Sangro su corazón, pero no excuso su ardiente protesta, colmada de la amargura de no haber podido consolar a un alma que yacía en la más profunda melancolía, acercándose a la muerte.
Le consumía continuamente, sin descanso, la palabra, llena de heroísmo, del Apóstol de las Gentes: “Imprendam et superimpendar pro animabus vetris” Y, donde hubiera un alma para salvar, allí estaba él presente.
En el Hospital Militar Marítimo, después de una tanda de Ejercicios Espirituales dirigida por el capellán con ocasión de la Pascua, más de treinta personas habían rehusado acercarse a los Sacramentos.
Lo supo el patriarca y, unos días después, se presento el mismo en el hospital, donde celebró la Misa y pronuncio ante todos los enfermos uno de aquellos discursos que penetraban las almas y conmovían los corazones. Los treinta, no solo se confesaron con él, sino que quisieron recibir de sus manos la santa Comunión.
Una vez más, el conquistador de almas había triunfado sobre las fuerzas del mal.
No había obstáculo que su inextinguible caridad no supiese vencer, ni miseria y desolación que no superase.
Los hospitales, el manicomio de San Servolo, los asilos de mendigos e incluso las cárceles, donde más se exasperan el remordimiento y la desesperación, lo acogieron como un ángel consolador, que en las palmas purísimas de sus manos traía, como don divino, la calma, la resignación cristiana y la paz de las conciencias.

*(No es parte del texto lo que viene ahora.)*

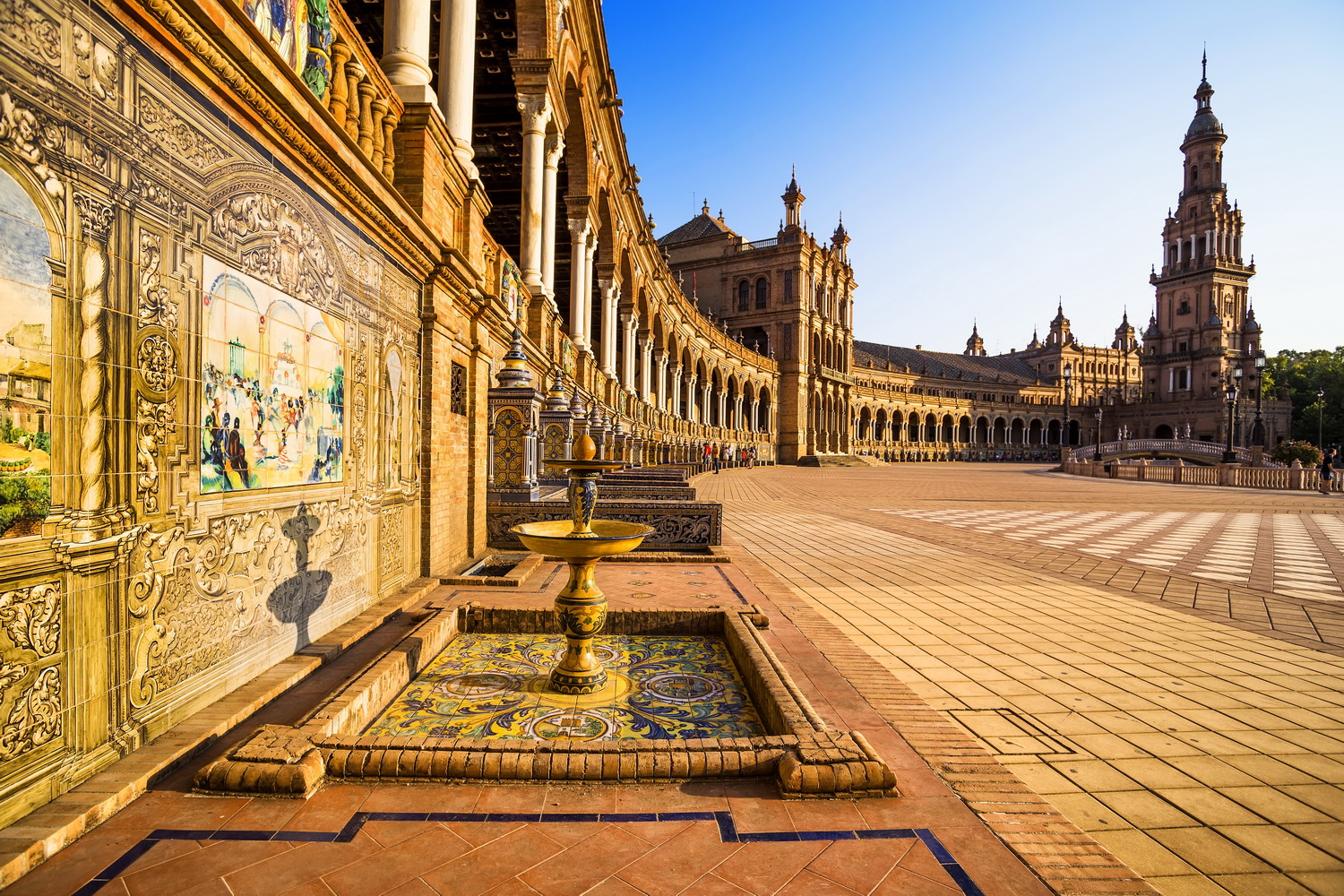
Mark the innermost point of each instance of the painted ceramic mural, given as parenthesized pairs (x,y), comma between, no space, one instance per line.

En septiembre de 1900 y durante tres días consecutivos, sin dar nunca la menor señal de cansancio, en la cárcel de Giudecca escuchó la confesión de todos aquellos infelices reclusos.

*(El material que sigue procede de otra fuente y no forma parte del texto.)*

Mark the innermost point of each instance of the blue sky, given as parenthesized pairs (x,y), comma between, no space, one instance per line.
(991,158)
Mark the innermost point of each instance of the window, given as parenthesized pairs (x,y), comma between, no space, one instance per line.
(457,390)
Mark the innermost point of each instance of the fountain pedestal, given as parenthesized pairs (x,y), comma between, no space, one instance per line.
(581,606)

El último día celebro la Misa, distribuyo la Comunión, administro a algunos la Confirmación y hablo de manera que se bañaron todos los ojos con las lágrimas que purifican y redimen.

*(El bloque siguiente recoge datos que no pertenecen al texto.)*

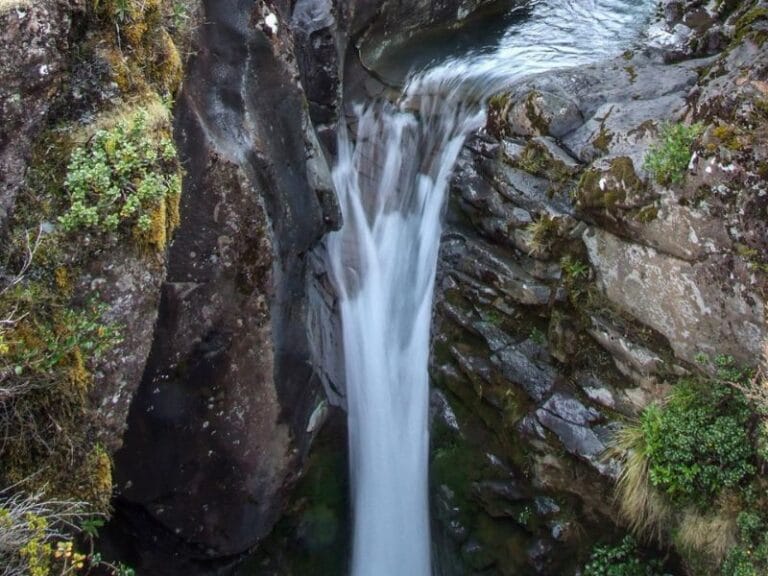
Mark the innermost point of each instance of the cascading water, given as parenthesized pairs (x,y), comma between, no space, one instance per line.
(392,181)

Un pobre recluso, conmovido, le presento este afectuoso y conmovedor soneto –expresión de aquella veneración y de aquel amor que rodeaban, como en un nimbo de gloria, el nombre del santo patriarca de la Laguna: ¿Di buen pastor, quien te trae Hasta estos muros tétricos y dolientes Donde están presos el ladrón y el homicida Y otras gentes despreciables para el mundo; Donde todo dolor tiene su asiento, Donde hay tantas espinas sin rosas, Donde los dolores, los lamentos y otros gritos Te laceran ocultamente el corazón? No el ganarte un galardón Que te brinde el mundo vano. ¡No! Un genio piadoso Te trae a consolar tantos desdichados, Hundidos en el dolor, como yo. ¡Oh, verdadero campeón de la caridad! ¡Oh, eminente apóstol de Dios!